Aktivitas ini bukan sekadar solusi teknis atas keterbatasan infrastruktur; ia
adalah simbol ketekunan, kreativitas, dan semangat tak kenal lelah dalam
membangun jaringan perjuangan dan dakwah.
Kisah
“memasang antena di pohon” merekam sebuah fase penting dalam dinamika
kaderisasi NU. Saat itu, para aktivis muda bergerak dari desa ke desa,
menyusuri jalan terjal, menjumpai tokoh-tokoh lokal, dan membina generasi baru.

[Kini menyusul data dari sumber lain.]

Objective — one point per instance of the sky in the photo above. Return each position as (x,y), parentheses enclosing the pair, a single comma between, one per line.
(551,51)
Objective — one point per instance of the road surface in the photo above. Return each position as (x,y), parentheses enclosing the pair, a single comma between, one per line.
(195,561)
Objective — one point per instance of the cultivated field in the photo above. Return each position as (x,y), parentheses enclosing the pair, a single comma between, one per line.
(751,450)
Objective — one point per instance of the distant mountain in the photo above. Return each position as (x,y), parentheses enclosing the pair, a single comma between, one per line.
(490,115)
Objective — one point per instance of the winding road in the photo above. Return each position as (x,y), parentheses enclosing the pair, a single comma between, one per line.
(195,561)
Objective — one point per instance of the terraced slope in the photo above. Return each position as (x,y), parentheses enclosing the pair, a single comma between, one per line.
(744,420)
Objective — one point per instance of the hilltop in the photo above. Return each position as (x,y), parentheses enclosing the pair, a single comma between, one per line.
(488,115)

Komunikasi yang terbatas tidak menghalangi langkah mereka untuk menjaga
kesinambungan gerakan. Yang menarik, semangat ini tidak pernah lepas dari nilai
utama yang menjadi fondasi NU: adab.
Sebuah
nasihat klasik yang disampaikan dalam sebuah diskusi internal menegaskan
pentingnya nilai tersebut: “Kamu harus menghadap ketua NU dulu meskipun
kamu lebih senior secara pengalaman.” Kalimat ini, yang mungkin
terdengar sederhana, sebenarnya mengandung makna mendalam tentang tata krama
struktural dalam tradisi NU. Ia menjadi pengingat bahwa dalam NU, struktur
organisasi bukanlah sebatas formalitas administratif, melainkan ruang
pembelajaran dan pembentukan karakter.
Etika
seperti ini menjadi salah satu pembeda utama NU dibandingkan banyak organisasi
lain. Di NU, “adab sebelum ilmu, struktur sebelum aksi” bukan hanya jargon
kosong, tetapi prinsip tak tertulis yang diterapkan secara konsisten. Seseorang
yang cerdas dan berpengalaman tetap diharapkan tunduk pada mekanisme
organisasi, bukan karena kultus individu, tetapi karena penghormatan terhadap
proses, sistem, dan marwah kolektif.
Tradisi
ini menjadikan NU sebagai organisasi yang stabil di tengah dinamika
sosial-politik Indonesia. Dalam banyak kasus, keputusan organisasi tidak selalu
diambil berdasarkan suara terbanyak atau popularitas tokoh, tetapi melalui
mekanisme musyawarah yang melibatkan berbagai jenjang struktural dan basis
kultural. Hal ini memperkuat daya tahan NU sebagai rumah besar umat Islam
Indonesia yang inklusif dan demokratis.
Namun,
di tengah kemajuan teknologi dan pergeseran gaya komunikasi digital,
nilai-nilai semacam ini menghadapi tantangan baru. Generasi muda yang tumbuh
dalam budaya serba cepat dan instan kadang memandang struktur sebagai
penghambat, bukan sebagai ruang pembelajaran. Di sinilah NU perlu terus merawat
narasi-narasi sejarah seperti kisah “memasang antena di pohon” agar generasi
baru tidak tercerabut dari akar.
Tradisi,
struktur, dan adab bukan untuk membatasi kreativitas, tetapi menjadi fondasi
kuat dalam membangun gerakan yang berumur panjang. NU adalah bukti nyata bahwa
organisasi yang bertahan lama bukan hanya ditopang oleh ide besar, tetapi juga
oleh etika kecil yang dijaga secara konsisten—mulai dari cara menyapa, hingga
cara menghargai siapa yang lebih dulu mengabdi.
Di
tengah hiruk-pikuk zaman digital, kisah-kisah semacam ini perlu terus
dituturkan. Sebab darinya, kita belajar bahwa perjuangan bukan hanya soal
hasil, tetapi juga tentang cara. Dan dalam NU, cara itu adalah adab dan
militansi yang berjalan beriringan.
Content Creator
Akang Marta (Indramayutradisi.com)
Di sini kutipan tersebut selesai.